Way to go, Microsoft!
(By the way, I have of course also now turned off the automatic install option, as it’s insane to let anyone just drop stuff into your operating system without at least some chance at review. Once again I am reminded of a mantra I’ve had since at least Windows 95: Whatever default behavior Microsoft settles on, it’s the wrong one. We could call their philosophy “default-to-fail”.)
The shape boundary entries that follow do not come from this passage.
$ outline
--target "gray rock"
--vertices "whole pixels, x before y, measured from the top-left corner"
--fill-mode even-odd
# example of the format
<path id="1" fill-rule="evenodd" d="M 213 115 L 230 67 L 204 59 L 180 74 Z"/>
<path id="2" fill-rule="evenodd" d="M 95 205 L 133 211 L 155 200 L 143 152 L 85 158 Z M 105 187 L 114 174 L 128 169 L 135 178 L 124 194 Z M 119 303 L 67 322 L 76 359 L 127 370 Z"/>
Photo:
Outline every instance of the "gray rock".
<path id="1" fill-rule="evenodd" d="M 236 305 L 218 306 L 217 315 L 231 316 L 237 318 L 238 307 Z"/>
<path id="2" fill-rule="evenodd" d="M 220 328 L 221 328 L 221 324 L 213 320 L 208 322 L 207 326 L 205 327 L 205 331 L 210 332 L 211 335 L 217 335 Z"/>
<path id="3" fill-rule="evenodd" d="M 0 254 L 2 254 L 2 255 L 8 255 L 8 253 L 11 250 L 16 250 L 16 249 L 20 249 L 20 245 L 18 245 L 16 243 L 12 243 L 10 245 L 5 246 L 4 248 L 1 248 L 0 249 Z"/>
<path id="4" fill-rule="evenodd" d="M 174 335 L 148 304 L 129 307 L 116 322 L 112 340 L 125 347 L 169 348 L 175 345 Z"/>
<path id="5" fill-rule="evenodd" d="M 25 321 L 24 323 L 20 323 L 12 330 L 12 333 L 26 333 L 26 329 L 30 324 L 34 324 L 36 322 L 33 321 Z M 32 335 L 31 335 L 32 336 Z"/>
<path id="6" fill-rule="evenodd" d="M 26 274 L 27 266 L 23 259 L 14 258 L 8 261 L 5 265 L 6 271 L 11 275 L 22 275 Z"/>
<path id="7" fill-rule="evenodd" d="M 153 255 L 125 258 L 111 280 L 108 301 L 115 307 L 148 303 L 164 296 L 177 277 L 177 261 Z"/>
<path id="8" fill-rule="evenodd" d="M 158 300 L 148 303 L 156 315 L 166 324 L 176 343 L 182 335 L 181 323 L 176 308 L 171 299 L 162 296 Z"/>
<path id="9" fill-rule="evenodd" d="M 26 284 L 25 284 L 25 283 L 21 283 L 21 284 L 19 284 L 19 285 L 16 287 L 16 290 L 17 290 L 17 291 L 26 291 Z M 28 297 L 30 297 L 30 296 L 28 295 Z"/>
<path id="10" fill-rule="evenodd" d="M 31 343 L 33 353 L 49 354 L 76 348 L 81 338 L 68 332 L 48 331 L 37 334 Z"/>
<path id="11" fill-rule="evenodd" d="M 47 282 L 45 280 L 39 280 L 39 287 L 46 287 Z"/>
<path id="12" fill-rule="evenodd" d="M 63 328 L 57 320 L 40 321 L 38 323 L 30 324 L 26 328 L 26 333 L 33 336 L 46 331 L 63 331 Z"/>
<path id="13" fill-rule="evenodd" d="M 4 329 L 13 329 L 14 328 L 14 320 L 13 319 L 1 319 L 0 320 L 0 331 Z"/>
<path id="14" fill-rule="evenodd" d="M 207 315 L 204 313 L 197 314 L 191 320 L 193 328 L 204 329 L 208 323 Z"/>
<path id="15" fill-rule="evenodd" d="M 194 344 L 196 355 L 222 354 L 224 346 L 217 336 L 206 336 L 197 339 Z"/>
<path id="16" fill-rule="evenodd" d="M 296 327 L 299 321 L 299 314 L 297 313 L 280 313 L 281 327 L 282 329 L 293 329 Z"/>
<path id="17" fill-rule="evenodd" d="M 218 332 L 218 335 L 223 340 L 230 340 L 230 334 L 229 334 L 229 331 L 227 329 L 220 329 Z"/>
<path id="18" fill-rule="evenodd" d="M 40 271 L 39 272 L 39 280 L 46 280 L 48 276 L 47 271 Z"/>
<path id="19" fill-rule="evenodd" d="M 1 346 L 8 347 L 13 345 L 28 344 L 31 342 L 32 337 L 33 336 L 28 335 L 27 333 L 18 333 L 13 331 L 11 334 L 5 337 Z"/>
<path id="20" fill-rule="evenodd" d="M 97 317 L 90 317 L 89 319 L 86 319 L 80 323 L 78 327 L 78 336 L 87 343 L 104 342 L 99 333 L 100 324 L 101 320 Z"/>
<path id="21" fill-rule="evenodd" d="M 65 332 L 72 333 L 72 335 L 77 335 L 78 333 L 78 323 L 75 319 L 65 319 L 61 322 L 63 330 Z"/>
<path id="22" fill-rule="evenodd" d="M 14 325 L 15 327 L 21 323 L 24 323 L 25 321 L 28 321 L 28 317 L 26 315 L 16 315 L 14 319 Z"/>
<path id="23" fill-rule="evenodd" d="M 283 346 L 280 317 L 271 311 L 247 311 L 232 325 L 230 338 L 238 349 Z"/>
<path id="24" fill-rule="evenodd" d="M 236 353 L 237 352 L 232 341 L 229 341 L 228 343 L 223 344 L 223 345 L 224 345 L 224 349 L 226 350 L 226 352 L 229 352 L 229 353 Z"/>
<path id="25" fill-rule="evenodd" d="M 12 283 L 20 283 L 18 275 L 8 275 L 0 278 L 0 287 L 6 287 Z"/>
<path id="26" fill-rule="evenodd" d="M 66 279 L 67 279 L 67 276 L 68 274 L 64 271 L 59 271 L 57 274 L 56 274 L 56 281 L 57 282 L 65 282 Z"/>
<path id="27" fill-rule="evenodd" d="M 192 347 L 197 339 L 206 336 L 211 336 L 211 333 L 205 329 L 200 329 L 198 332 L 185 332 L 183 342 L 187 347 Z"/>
Via Ezra Klein, a wll-argued piece by Timothy Lee on the recent flap over the forced resignation of Dave Weigel from The Washington Post. If none of those names mean anything to you, then this is unlikely to be very interesting… Lee’s thesis is that reportorial objectivity is more a function of the economies of scale of a major newspaper than any unquestionable principle of High Journalism. And now that the economics of reporting have shifted, so too must our understanding of what is appropriate.
And yes, I didn’t link to the Post because I happen to think they’re wrong on this one and I’m just petty enough to deny them the infinitesimal traffic I might contribute.
This is an excellent TED talk about what intellectual property people can learn from the fashion industry. In essence, there is no IP protection in fashion (except for trademark), and yet its economic impact dwarfs highly-protected fields like music or film. икони
I was cruising TechDirt and saw a neat post on “Is The Federal Government The Most Interesting Tech Startup For 2009?“ The idea is that the recent data.gov initiative has led to an outpouring of with-it and effective apps allowing anyone to get a handle on the vast trove of information compiled by the federal government. If you haven’t checked out data.gov, give it a whirl — it’s pretty astounding. After a week of hearing about ludicrous claims of “death panels” and “keeping government’s hands off my (government-run) Medicare”, it was nice to be reminded that good people working hard can produce tremendous work — that government can serve a positive purpose and isn’t intrinsically evil, corrupt, or incompetence.
Some of the nifty apps I saw (via the techdirt link) were
This We Know: Info on communities and towns, all in one place.
Fly On Time: A tool to find the most on-time route between two cities.
This isn’t quite the level of Star Trek (“Computer, rearrange known data into a new theory of physics”) but it’s a step in the right direction. And if the survival of democracy requires the active participation of an educated and engaged citizenry, then cataloging what is actually known can help secure the health of our republic. For all the noise and thunder of the 24-hour news cycle, this is where the action really is.